According to a filing made on 22 May this year on China’s National Enterprise Credit Information Publicity System, Waymo’s Chinese subsidiary will have a registered capital of 3.5 million yuan ($508,000) and has its general counsel Kevin Vosen as its chairman.
China is the world’s largest automobile market, a statistic that has seen many a global manufacturer including Elon Musk’s Tesla set up shop there. However, with many Chinese automobile firms being small ones, not many have the capabilities to develop autonomous vehicles.
After a gap of nearly eight years, Google and its parent firm Alphabet have been focusing on reentering the Chinese market that was abandoned over issues of Government censorship – dubbed The Great Firewall of China – and alleged hacking into Gmail accounts. China recently launched an artificial intelligence (AI) facility in Beijing and has been testing what it calls Dragonfly – a modifed version of Google search that complies with China’s censorship and propaganda measures.
Google’s primary competition in China is Baidu, which apart from search also operates a popular encyclopaedia called Baidu Baike that acts as the Chinese equivalent to Wikipedia. Baidu has also positioned itself into the driverless vehicle segment, with the Chinese government calling it a “national champion” in self-driving ventures.

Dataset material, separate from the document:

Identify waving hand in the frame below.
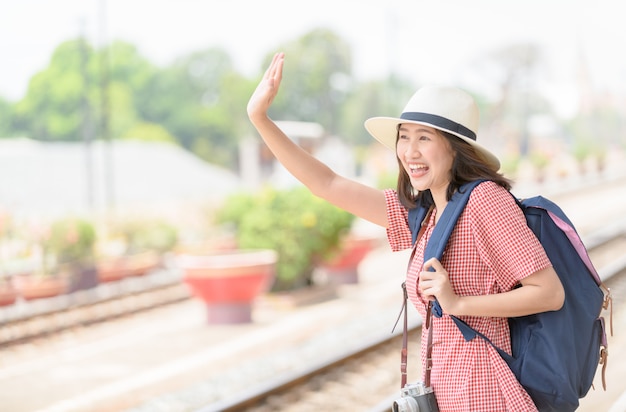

Due to the reliance of autonomous vehicles on high definition maps – controlled heavily by the government – only three Chinese firms, namely Baidu, Alibaba and Tencent have the required licences from the government.
Waymo will also require a Chinese mapping licence along with a self-driving road testing licence, the latter of which has been issued only since this year. German manufacturers BMW and Daimler are the only non-Chinese companies to have received approval so far.